Wandering Tale

My friend Charlotta, she did it. She went from talking about it to actually do it. She belongs to the same informal group of former colleagues as I do and we have long talked about combining our professional life with some kind of charity. We talked, but she took action!

Last weekend Sjöklint Agenturer and A Gallery invited to vernissage and premier of TOMS Shoes. The founder of TOM Shoes, Blake Mycoskie was there together with a really exciting mix of artists such as Patrik Andiné, Peter Apelgren, Gorm Boberg, Jan Jörnmark, och Viktoria Hallenius.
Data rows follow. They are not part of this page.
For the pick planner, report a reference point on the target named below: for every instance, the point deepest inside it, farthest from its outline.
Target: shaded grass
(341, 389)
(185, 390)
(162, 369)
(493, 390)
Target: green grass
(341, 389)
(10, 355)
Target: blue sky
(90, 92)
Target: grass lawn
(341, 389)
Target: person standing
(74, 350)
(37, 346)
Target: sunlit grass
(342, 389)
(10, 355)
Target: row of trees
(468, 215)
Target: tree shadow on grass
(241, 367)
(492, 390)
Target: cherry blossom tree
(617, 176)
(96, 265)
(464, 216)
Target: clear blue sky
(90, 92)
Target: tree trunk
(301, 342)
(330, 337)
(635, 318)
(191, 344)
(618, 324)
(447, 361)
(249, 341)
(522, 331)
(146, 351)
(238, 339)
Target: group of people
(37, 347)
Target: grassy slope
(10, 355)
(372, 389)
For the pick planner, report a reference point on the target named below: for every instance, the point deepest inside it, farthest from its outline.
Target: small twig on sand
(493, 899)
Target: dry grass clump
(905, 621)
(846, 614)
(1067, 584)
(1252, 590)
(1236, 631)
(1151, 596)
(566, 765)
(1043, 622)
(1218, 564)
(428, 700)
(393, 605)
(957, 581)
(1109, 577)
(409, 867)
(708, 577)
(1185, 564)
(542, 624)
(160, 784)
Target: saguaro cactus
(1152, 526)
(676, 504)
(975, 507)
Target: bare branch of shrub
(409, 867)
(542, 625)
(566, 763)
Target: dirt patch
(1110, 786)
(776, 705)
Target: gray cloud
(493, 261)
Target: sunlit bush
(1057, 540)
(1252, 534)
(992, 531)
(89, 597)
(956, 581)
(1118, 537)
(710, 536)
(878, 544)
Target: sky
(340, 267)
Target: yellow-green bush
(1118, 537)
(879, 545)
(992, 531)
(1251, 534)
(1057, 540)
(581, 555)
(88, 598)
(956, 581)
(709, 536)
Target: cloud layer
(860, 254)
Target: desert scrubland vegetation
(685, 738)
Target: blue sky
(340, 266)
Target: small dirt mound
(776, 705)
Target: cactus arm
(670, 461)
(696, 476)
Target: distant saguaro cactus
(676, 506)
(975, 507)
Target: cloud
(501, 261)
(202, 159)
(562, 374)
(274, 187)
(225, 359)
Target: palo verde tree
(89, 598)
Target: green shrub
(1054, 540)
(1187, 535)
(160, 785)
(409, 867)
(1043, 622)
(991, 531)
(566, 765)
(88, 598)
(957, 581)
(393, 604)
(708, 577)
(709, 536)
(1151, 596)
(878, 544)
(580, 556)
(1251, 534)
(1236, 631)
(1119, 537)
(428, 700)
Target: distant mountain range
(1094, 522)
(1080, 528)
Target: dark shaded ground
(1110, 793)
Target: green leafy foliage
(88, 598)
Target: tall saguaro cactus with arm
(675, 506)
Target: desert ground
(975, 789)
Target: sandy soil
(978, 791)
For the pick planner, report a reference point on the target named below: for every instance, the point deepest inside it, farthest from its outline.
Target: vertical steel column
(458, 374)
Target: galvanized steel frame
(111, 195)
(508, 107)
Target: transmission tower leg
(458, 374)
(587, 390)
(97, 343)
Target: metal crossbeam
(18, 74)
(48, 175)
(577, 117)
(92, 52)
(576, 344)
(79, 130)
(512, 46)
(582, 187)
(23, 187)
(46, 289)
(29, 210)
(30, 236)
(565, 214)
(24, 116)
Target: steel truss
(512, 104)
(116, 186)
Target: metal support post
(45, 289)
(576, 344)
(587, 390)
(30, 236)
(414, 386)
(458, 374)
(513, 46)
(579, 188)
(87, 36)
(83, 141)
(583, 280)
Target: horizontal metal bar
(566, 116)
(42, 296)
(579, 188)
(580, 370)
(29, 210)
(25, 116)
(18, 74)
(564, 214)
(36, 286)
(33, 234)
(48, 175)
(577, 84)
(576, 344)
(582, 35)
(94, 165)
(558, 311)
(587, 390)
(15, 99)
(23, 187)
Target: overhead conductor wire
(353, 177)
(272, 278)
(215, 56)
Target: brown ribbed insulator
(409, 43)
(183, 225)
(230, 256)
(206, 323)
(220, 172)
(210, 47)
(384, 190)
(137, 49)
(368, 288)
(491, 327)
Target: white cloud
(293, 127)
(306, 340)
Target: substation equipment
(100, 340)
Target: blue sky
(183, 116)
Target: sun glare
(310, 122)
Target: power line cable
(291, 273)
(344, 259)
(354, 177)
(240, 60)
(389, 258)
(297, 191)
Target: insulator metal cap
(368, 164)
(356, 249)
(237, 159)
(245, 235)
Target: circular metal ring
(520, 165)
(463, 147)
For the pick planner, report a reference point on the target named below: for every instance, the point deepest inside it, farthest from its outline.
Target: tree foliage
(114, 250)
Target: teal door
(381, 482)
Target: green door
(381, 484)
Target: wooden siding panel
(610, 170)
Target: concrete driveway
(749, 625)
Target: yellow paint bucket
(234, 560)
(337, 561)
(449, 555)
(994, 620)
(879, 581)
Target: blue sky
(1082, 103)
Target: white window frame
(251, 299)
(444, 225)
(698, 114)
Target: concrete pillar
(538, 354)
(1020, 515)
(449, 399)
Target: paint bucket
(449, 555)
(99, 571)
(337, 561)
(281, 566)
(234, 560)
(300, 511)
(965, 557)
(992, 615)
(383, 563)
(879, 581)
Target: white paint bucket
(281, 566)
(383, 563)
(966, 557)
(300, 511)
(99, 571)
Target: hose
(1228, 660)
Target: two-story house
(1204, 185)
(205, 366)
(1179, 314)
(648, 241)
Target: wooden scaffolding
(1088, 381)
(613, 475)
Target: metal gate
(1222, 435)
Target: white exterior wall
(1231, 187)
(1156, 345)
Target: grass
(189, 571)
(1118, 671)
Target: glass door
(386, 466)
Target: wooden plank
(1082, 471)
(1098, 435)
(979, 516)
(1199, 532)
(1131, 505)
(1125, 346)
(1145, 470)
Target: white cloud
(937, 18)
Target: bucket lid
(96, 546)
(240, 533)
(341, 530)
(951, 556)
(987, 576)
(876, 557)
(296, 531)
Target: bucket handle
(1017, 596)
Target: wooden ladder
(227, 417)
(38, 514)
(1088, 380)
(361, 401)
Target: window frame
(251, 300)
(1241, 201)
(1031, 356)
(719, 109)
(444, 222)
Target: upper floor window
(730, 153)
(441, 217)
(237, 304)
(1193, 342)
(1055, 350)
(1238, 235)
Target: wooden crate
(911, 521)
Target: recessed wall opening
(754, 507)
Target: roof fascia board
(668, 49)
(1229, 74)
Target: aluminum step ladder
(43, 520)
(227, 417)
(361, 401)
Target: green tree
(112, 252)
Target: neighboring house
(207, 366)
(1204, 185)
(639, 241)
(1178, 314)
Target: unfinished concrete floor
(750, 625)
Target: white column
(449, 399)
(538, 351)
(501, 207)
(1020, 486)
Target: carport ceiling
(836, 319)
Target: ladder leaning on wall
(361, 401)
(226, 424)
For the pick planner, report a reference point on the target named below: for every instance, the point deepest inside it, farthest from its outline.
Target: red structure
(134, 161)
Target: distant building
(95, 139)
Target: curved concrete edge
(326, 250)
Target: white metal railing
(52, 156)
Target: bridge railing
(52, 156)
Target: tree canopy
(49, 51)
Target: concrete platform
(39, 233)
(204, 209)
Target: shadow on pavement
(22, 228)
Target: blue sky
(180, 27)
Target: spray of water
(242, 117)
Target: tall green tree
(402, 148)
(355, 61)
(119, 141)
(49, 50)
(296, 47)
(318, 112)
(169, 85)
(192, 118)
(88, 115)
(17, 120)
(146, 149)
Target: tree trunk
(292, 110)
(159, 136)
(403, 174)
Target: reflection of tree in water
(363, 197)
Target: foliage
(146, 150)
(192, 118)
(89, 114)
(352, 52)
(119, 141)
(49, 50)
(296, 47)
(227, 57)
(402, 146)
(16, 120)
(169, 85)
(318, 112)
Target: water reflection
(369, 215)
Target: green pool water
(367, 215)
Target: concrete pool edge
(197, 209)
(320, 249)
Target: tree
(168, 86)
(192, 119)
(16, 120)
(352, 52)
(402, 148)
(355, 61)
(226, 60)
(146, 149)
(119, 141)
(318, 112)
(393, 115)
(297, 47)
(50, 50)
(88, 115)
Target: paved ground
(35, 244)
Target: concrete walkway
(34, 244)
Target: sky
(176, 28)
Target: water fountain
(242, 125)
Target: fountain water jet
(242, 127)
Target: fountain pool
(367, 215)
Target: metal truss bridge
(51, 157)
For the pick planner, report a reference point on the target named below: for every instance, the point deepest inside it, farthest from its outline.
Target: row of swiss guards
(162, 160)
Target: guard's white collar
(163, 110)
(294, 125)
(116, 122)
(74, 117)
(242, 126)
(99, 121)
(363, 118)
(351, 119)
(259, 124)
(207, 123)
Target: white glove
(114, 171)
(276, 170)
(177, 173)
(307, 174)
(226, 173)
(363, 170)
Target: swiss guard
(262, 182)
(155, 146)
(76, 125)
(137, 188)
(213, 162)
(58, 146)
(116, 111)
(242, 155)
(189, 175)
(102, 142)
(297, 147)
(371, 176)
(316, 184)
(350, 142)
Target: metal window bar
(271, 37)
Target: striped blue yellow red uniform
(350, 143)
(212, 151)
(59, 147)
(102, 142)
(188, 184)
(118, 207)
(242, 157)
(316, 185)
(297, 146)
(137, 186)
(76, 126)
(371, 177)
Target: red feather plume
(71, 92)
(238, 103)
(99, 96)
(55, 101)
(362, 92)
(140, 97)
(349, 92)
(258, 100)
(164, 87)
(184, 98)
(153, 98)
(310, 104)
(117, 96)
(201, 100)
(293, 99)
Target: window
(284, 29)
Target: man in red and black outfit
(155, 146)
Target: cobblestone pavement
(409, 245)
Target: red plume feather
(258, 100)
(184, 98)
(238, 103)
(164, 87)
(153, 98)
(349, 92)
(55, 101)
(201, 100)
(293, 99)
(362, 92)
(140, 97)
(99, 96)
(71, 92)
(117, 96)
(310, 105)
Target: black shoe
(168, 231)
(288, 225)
The idea behind TOMS Shoes is really simple. You buy one pair of shoes and another pair is shipped to a child in need. The shoes are incredible comfortable and very stylish, and you can even personalize them in interesting ways (read about the arduous task Blake’s Mom is accomplishing right now to help her son, it’s quite funny).

Everybody who buys the shoes also spread the word by telling the story behind the company. This way the viral marketing does its trick and the values are displayed in a narrative format. Great! More than 140 000 pairs of shoes have been given to children in Argentina, South Africa and Ethiopia. Even greater!

However, I’m not really surprised. Sjöklint Agenturer was very quick at using Facebook for communicating with us customers, which of course they have continued with their new shop Sally Jones (I wonder if the name of the shop was inspired by Jakob Wegelius book with the title Sally Jones?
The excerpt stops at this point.